= Cape TRACON =

Radar Station in Massachusetts, US

The Cape TRACON (K90) is a radar approach facility located at Joint Base Cape Cod, Massachusetts next to the airfield for Coast Guard Air Station Cape Cod. It is operated by the Federal Aviation Administration (FAA).

The primary responsibility of Cape Approach is the safe, orderly, and expeditious flow of arrival, departure, and inter-island traffic in and around the Cape and Islands area of Massachusetts, at and below 10,000 feet MSL.

K90 is responsible for providing arrival and departure, and radar services the following airports:

- Coast Guard Air Station Cape Cod (KFMH) - formally Otis ANGB
- Nantucket Memorial Airport (KACK)
- Martha's Vineyard Airport (KMVY)
- Hyannis Municipal Airport (KHYA)
- Plymouth Municipal Airport (KPYM)
- Chatham Municipal Airport (KCQX)
- Provincetown Municipal Airport (KPVC)
- Falmouth Airpark (5B6)
- Katama Airpark (1B2)
- Cape Cod Airport (2B1)
- Several other small airfields scattered across the area

Cape TRACON is open daily from 6:00 am until 10:00 pm (local). During the summer the facility is open until 11:00 pm. When the facility is not open, air traffic control services are provided by Boston ARTCC, Area D.

== Airspace ==
Cape TRACON is responsible for the airspace approximately 30-40 nautical miles from Hyannis airport at and below 10,000 feet. In the vicinity of the Plymouth Airport, K90 is responsible for the airspace at and below 7,000 feet. Boston ARTCC is responsible for the airspace above the TRACONs. K90 is bordered to the west by Providence Approach, to the north by Boston TRACON, and the rest by Boston ARTCC, Area D.

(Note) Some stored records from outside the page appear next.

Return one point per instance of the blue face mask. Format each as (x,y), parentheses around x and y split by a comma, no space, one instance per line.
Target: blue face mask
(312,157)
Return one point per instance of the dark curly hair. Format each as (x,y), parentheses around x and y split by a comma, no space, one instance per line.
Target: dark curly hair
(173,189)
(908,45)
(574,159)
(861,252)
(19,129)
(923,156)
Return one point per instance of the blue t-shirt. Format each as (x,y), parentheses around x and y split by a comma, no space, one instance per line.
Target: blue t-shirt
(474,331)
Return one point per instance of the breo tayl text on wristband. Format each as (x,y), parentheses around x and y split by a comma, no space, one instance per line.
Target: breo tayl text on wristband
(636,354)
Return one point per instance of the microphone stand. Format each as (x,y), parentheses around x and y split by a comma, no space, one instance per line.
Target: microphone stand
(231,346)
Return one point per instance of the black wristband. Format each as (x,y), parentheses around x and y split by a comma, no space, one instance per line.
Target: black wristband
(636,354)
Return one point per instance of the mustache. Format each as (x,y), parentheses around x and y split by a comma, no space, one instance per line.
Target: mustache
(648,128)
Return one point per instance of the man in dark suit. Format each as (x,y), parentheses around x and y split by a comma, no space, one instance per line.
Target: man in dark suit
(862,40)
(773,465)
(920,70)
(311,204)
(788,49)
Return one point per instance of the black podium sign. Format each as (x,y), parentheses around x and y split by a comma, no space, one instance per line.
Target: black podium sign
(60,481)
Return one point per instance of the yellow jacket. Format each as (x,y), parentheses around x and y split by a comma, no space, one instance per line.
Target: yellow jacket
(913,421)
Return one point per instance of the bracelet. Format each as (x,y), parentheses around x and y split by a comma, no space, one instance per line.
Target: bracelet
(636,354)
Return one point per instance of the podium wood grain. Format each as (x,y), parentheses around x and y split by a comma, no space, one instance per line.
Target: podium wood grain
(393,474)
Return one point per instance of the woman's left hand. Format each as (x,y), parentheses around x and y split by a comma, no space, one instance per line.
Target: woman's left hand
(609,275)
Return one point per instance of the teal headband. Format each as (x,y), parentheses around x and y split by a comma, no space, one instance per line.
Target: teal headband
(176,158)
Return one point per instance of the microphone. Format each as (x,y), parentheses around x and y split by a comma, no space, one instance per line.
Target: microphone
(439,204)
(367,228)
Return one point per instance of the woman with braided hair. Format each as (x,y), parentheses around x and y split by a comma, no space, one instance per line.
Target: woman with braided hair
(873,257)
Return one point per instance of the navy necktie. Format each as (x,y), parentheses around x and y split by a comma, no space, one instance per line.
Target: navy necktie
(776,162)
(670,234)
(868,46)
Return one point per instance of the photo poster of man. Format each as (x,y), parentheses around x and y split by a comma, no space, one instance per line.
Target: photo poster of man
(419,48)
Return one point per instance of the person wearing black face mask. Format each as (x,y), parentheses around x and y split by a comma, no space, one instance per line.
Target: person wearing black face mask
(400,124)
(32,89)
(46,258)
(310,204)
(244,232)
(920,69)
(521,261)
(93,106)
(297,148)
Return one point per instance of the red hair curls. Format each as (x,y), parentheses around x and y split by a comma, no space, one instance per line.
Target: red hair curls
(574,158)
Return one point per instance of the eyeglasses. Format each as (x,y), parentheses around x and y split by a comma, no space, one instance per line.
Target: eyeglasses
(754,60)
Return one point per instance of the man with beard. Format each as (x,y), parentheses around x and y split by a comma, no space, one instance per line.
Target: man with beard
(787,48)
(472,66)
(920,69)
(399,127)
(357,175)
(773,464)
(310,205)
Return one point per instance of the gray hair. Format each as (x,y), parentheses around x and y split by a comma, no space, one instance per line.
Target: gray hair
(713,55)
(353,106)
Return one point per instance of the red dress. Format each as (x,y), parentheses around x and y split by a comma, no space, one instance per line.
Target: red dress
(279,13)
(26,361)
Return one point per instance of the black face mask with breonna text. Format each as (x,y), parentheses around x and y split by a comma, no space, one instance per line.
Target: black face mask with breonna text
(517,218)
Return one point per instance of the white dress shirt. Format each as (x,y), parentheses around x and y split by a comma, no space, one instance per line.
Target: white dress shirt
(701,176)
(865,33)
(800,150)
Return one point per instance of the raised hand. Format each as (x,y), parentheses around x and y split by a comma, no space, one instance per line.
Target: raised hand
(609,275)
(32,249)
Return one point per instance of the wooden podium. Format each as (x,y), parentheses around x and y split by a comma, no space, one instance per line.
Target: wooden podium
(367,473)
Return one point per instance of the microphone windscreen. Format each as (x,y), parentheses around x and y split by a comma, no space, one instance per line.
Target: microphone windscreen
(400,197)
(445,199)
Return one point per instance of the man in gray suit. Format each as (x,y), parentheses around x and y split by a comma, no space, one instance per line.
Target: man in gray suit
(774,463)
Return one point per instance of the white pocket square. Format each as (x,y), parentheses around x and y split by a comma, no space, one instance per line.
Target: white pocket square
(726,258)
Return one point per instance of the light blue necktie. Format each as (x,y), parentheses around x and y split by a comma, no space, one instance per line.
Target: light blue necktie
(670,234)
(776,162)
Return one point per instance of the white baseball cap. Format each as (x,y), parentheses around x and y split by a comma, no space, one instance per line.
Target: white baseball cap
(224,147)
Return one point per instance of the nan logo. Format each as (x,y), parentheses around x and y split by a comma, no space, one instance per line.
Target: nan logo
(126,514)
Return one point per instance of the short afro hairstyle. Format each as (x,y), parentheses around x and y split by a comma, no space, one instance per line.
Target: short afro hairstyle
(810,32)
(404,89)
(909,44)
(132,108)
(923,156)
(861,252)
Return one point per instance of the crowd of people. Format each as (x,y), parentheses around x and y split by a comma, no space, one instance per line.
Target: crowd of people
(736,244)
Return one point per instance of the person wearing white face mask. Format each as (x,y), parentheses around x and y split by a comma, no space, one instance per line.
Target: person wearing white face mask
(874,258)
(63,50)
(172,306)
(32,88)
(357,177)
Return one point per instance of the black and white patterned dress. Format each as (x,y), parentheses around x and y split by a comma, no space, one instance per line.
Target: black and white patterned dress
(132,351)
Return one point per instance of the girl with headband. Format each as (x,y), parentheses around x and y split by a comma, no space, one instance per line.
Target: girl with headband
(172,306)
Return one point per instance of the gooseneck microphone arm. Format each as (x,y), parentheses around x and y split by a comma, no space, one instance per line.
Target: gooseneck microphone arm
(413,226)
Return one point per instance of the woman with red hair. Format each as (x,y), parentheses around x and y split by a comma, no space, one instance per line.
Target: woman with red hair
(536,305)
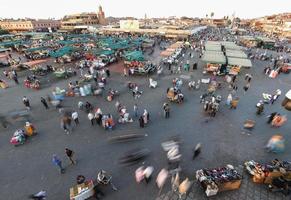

Cape Approach operates two radar and ARTS systems. Their ASR-8 system is located at the facility and the ASR-9 system is located on the field at Nantucket Airport. The ASR-9 system was added to improve the radar coverage of the Nantucket airspace. These two systems work independently of each other but sit side-by-side in the control room. When one system is out of service (for scheduled and non-scheduled maintenance), the other system can be used as a backup (with some limitations).

NOTE: In preparation for Cape TRACON's consolidation into Boston TRACON (scheduled cut-over date February 2018) currently only the ASR-8 system is being used to allow for single scope operation. This is allowing controllers to transfer to Boston TRACON early to start the training process early.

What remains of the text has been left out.